THE internet economy in Southeast Asia has been tipped to reach US$240 billion by 2025, and e-commerce operator Lazada is aiming to carve out a large slice of this.
As part of the Singapore-based company’s ambitions for the region, it expects to achieve revenue growth in the double digits in Thailand.
The operator plans to improve its engagement with sellers and customers via a new platform, Super – Solutions, to keep pace with the demands of the market.
Pierre Poignant, chief executive officer of Lazada Group, said Google-Temasek e-commerce SEA, in projecting that the region’s internet economy would reach US$240 billion, reported that the e-commerce market would make up around US$102 billion of the total, followed by online travel with US$78 billion, online media US$31 billion and ride hailing US$29 billion.
For e-commerce by 2025, the top markets would be Indonesia, worth US$53 billion, followed by Vietnam on US$15 billion and Thailand US$13 billion.
Poignant said Southeast Asia is a highly diverse region as well as being a global social hotspot, with social media being a way of life.
Around 60 per cent of Southeast Asia's Internet users purchase online and 33 per cent of online purchases go though social media or social commerce.
In Thailand, the internet reaches 82 per cent of the population. Around 51 per cent of online users in Thailand make purchases on social media.
“We have our seventh birthday celebration on March 27. Our goal was to create a one-stop shop for the region for both consumers and sellers or brands,” Poignant said. “We launched Lazada in Southeast Asia as the region is a very attractive opportunity.
“Temasek estimates the market growth will be 40 per cent year on year for the next five to seven years to reach US$102 billion. Most of these rosy stories were always followed by logistics, payments, customers trust and assortment.”

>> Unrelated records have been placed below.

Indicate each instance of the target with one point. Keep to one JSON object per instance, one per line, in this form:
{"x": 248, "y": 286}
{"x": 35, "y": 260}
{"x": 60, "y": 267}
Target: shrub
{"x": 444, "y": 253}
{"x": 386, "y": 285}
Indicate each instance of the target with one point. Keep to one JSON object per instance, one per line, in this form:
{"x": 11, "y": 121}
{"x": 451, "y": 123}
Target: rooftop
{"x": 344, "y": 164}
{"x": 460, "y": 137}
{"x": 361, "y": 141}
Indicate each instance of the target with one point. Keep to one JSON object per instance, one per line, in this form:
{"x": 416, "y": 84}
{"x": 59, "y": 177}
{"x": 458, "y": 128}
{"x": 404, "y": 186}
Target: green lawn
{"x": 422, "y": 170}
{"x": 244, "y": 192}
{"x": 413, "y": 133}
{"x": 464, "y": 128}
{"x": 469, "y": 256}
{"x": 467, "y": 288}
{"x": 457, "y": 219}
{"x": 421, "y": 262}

He said the company will build up its growth in Southeast Asia, including Thailand, by continuing to invest in infrastructure and to build an e-commerce platform and engine.

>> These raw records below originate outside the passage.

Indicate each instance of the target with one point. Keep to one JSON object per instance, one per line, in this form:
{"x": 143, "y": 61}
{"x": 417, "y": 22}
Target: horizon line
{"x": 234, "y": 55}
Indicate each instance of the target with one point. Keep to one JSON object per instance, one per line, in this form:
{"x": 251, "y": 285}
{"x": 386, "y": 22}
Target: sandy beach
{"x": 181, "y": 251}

For infrastructure, the firm will continue invest via three core areas - technology, logistics and payments - in order to lead in the region.
For the task of building an e-commerce platform and engine, the firm has come out with Super - Solutions. Poignant said this platform would accelerate the business growth and enable entrepreneurs to become a Super eBusiness. The Super - Solutions platform allow brands and sellers to select tailored solutions that offer them assistance in branding, marketing and sales, as well as the ability to supercharge their business, he said.
“We have the all-encompassing super-solutions, data, logistics, technology and expertise. We also have the backing of the whole Alibaba ecosystem,” said Poignant.
He said that Lazada by 2030 would serve 300 million consumers, creating 20 million jobs in Lazada's ecosystem and cultivating eight million successful entrepreneurs and small and medium-sized enterprises.
Jing Yin, president of Lazada Group, said that as part of the plan for double-digit revenue growth in Thailand, the country’s position as a strategic market would be further developed.
The top three market categories among Thai customers are beauty and healthcare, electronics and mother and baby products.
“I think that Thailand is key strategic market and Thailand is one of fastest-growing markets. We are aimed at serving brands and sellers of all sizes to ensure they are well-positioned to ride the e-commerce boom in Southeast Asia,” said Yin.
Yin said that the firm by the end of this year expects to see fivefold growth in revenue from LazMall compared with last year’s performance.
Lazada boasts more than 1,500 brands on the platform, with around 450 brands of these distributed in Thailand. Some 80 per cent of the parcels flow through its network.
The firm will set up a warehouse in Bangkok’s Bangna district in the near future. LazMall aims to be the Southeast Asia's No.1 marketplace for global brands with 100 per cent authentic goods, 15-day returns and guaranteed next-day delivery, Poignant said.